In this test, we compared performance estimates of the two candidate models using data from three logging policies generated prior to the A/B test. In practice, this is the type of test that a researcher would use to choose a model to deploy. The three logging policies for this experiment were a deterministic production policy (“Production”), a uniformly random policy (“Random”), and the stochastic simplified exploration policy (“SCX”) from Sect. 3.1.1, and the models used for the comparisons are denoted “A” and “B”. In this case, we saw the uniformly random policy produce better results than the simplified context policy. However, both logging policies were able to give a useful prediction when using the snIPS estimator (4) as can be seen in Table 1. It is clear that the \(V_{IPS}\) estimator was not useful for our data regime, and we relied on the \(V_{snIPS}\) for decisions on which model to release into an A/B test.

It is worth noting that the effective sample size \(n_e\) is on the order of \(10^3\). Of course, as shown in the table, the sample sizes n and effective sample sizes \(n_e\) are different for every model, and that is an issue one sometimes deals with in practice. As our metric in question is the click-through rate, n and \(n_e\) are only calculated on non-null actions, i.e., examples where we show a card.

Fig. 3
figure 3

Plot of daily off-policy estimates for model A and B using various logging policies. Each point represents an off-policy estimate using a single day of data

3.2.2 Experiment 2: using logging data generated during the A/B test

In this experiment, data generated during an A/B test is used to produce offline estimates of model performance using different logging policies and then the estimates are compared to the observed performance during the A/B test. During this A/B test, we generated logging data from Model A, Model B, a uniformly random policy (“Random”) and our simplified exploration policy (“SCX”). Model A and B were deterministic while SCX and the random policy are stochastic. From Table 2, the uniformly random policy and the simplified exploration policy with the \(V_{snIPS}\) estimator perform the most consistently. It is interesting to note that in this case the simplified exploration policy provides a better estimate, whereas in Experiment 1 the uniformly random logging policy performs better.

Figure 3 plots daily off-policy estimates for the two models during the A/B test. Each plot point only uses data from a single day. We also note that the variances appear high at first glance, but there is an explanation: the effective sample sizes for each day are small, so one expects higher variances. We also highlight that the \(V_{IPS}\) estimator has a much higher bias when being used to estimate Model A’s performance for all logging policies.

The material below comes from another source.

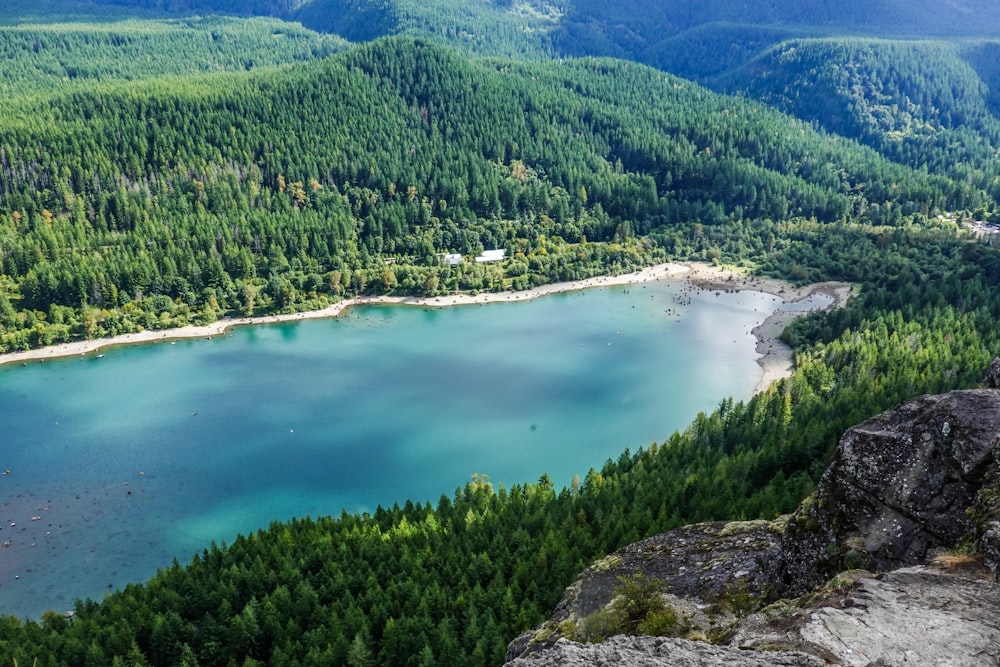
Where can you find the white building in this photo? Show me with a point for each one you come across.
(492, 256)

3.2.3 Experiment 3: fair comparison using bootstrapping and fixed sample sizes

Finally, we aim to provide a fair comparison between the different logging policies by fixing the sample sizes. The previous experiments used the exact data available to us when performing off-policy evaluations, but it is also of interest to observe which logging policy is most performant under a fixed sample size. In order to do this, we bootstrapped on the data from the previous two experiments with a sample size of \(n=10,000\) and \(m=1000\) bootstrap iterations. For each metric, the mean of the metric over the bootstrap iterations is reported as the “bootstrap metric”. To denote that these estimates were bootstrap estimates, we append the superscript B. The bootstrapped fair versions of Experiment 1 and 2 are contained in Tables 3 and 4 respectively. One striking result is that the \(V_{snIPS}\) estimator performs relatively well even with a small effective sample size (\(<1000\)). It is interesting to note that the results do not change significantly from the previous experiments.

Table 3 Results of the bootstrapped relative difference (% Diff) between the offline estimate of performance calculated on data generated before the A/B test and the model’s performance in an A/B test
Table 4 Results of the bootstrapped relative difference (% Diff) between the offline estimate of performance calculated on data generated during the A/B test and the model’s performance in an A/B test

3.3 Empirical investigation of the convergence and variance of the off-policy estimators

3.3.1 Convergence

Now, we fix a trained model and examine the convergence of offline estimators with respect to the sample size and logging policy. We compare the offline estimates to ground truth performance obtained from a production deployment. The policies are a uniformly random logging policy, a simplified exploration exploration policy as defined in Sect. 3.1.1, and a prior production policy with \(\epsilon -\)greedy exploration added. We note that the model tested was trained using data from a previous period, and its training set consisted solely of data from the \(\epsilon\)-greedy modification of the production policy. We suspect that the overestimate observed in the figure while using the \(\epsilon\)-greedy exploration policy is related to the training set composition. In particular, our hypothesis is that using an \(\epsilon\)-greedy exploration policy to calculate the off-policy estimate, even when using data from a different period, is similar to estimating performance of a model using the training set rather than a held-out test set.

Fig. 4
figure 4

Off-policy evaluation convergence comparison between three logging policies at various sample sizes and effective sample sizes for non-null actions only. The plotted percent is given via \(V_{snIPS}/\text {(Online CTR)}\)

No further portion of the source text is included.